By Gitanjali Kolanad

ruins at My Son, Vietnam

Living outside of Kalakshetra gave me a chance to see other dancers. I saw Yamini Krishnamurthi. In one dance, she sat on the floor, soles of the feet together, knees apart, and enticed Krishna, her lover, in one way after the other. She called him sweetly, coyly, suggestively, pretending to be angry, getting really angry, laughingly, with sandalwood paste, with paan. If he stayed away, surely it was only to have her call him more. At the end, she looked at him directly to call him, and then remembered suddenly what she was calling him for – to make love to her after all – and transparent desire flitted across her face as if she was all alone with her lover instead of in front of an audience of thousands.

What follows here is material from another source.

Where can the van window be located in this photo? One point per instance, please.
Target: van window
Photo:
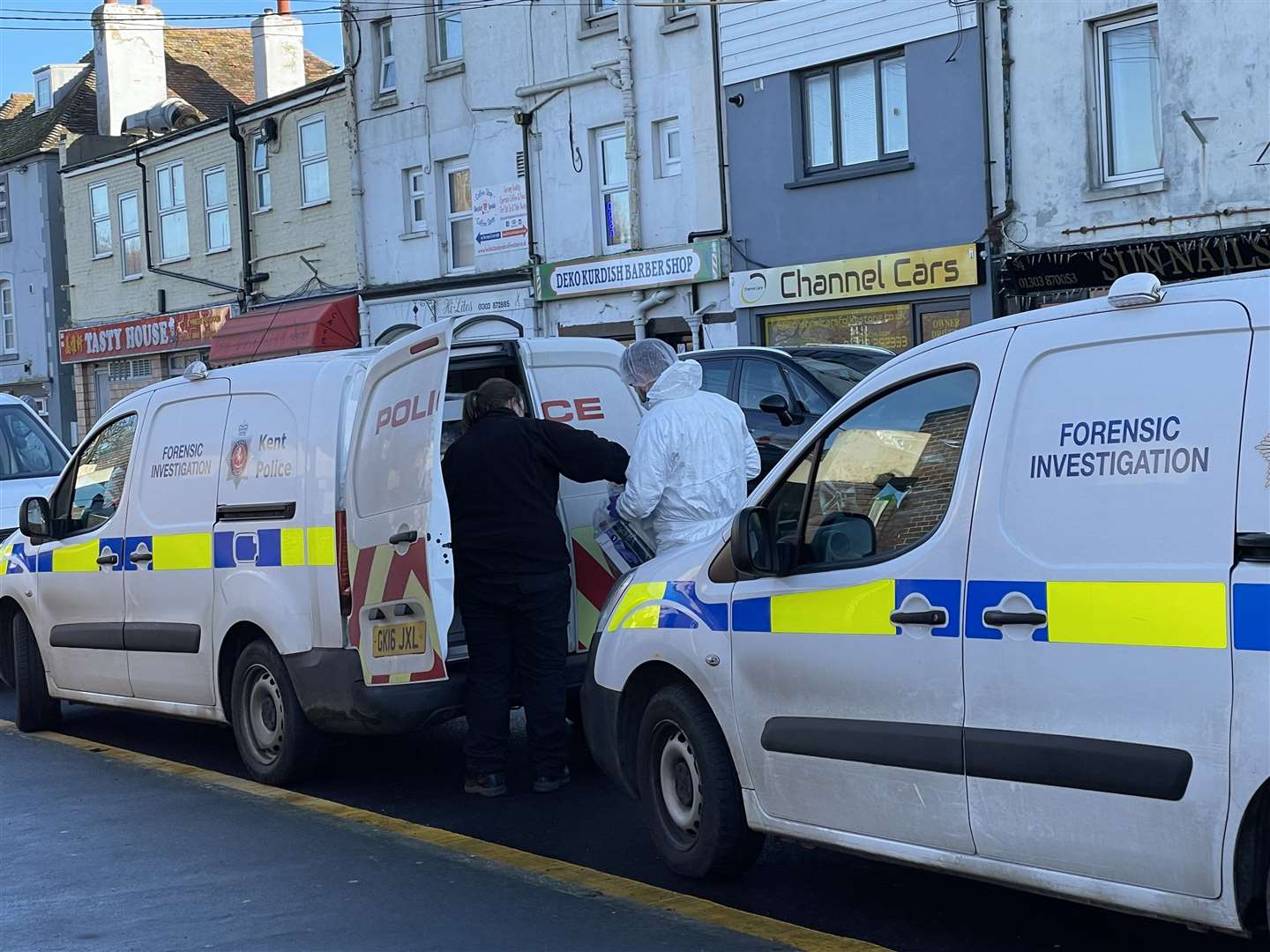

I loved that look. Sometimes, I went with the American girl to the bar of the Connemara, ordered rum and coke, pulled out a Charminar and practised that look on the middle-aged businessmen who frequented the place. It was easy enough to get them to buy our drinks, light our cigarettes. I thought it was ‘the look’, but it was pretty dark in there. If one offered, we let him drive us home, fueling his erotic fantasies. On the road to Besant Nagar, we said, "Here, this is where we live," at the gates of the Theosophical Society, where the guard knew our trick. When the car turned around and drove away, we walked the rest of the way home along the lonely road in the moonlight, talking about how repulsive he was with his jowly face, his movie villain moustache, his yellow teeth, his pot belly, his too-tight shirt with the wet patches at the armpits and how ridiculous he was to think that he had any other purpose in our lives but to serve our needs.

But one evening the man who lit my cigarette was not middle-aged. He was young and about as good-looking as any man had the right to be. We let him drive us all the way home. The next day his car came to pick me up, and I changed out of my dance sari and went where the driver took me without asking any questions.

He had a house in Sterling Gardens, a colonial mansion with columns at the entrance, a garden of mature trees, and cool tiled floors. The high-ceilinged rooms with barred and shuttered windows had very little furniture, which made the place seem at once elegant and bohemian. On the stereo, someone sang, "…in the summer time, when the weather’s fine, you got women, you got women on your mind…."

We went out for dinner with a few of his friends, all men. He hardly talked to me, but he and his friends engaged in a kind of sophisticated banter, switching fluently between Hindi and English, whichever better suited what it was they wanted to say. It made me feel very grown up just to sit there and listen. They made jokes and compliments at my expense in about equal measure, but I didn’t understand most of the conversation.

We went back to his place. He took me into his large, elegantly proportioned bedroom, sparsely furnished like the rest of the house with just a tall rosewood cupboard in the corner and a mattress on the floor. He closed the double doors, and then began to take off his clothes, looking at me all the while with his dark poet’s eyes. Now, I wonder whether it was a technique on his part, something that had worked for him in the past, or if it was something he recognized in me, that if he led the horse to water, she would drink.

my son, vietnam

His look said, "Who are you?" and that was what I wondered myself. I didn’t know what I would do. I stood there for a moment, and discovered that I was the kind of girl, who, when alone in a room with a man, unbuttons her blouse as if she’s done it a hundred times before.

In the morning, cool green light streamed in through the barred windows. On the mattress, the sheets were flung everywhere. Our legs were entwined; mine were the colour of strong coffee, his a perfect crème caramel, cream made golden with egg yolks and burnt sugar. I was a hungry young animal. Nothing could have been more delicious.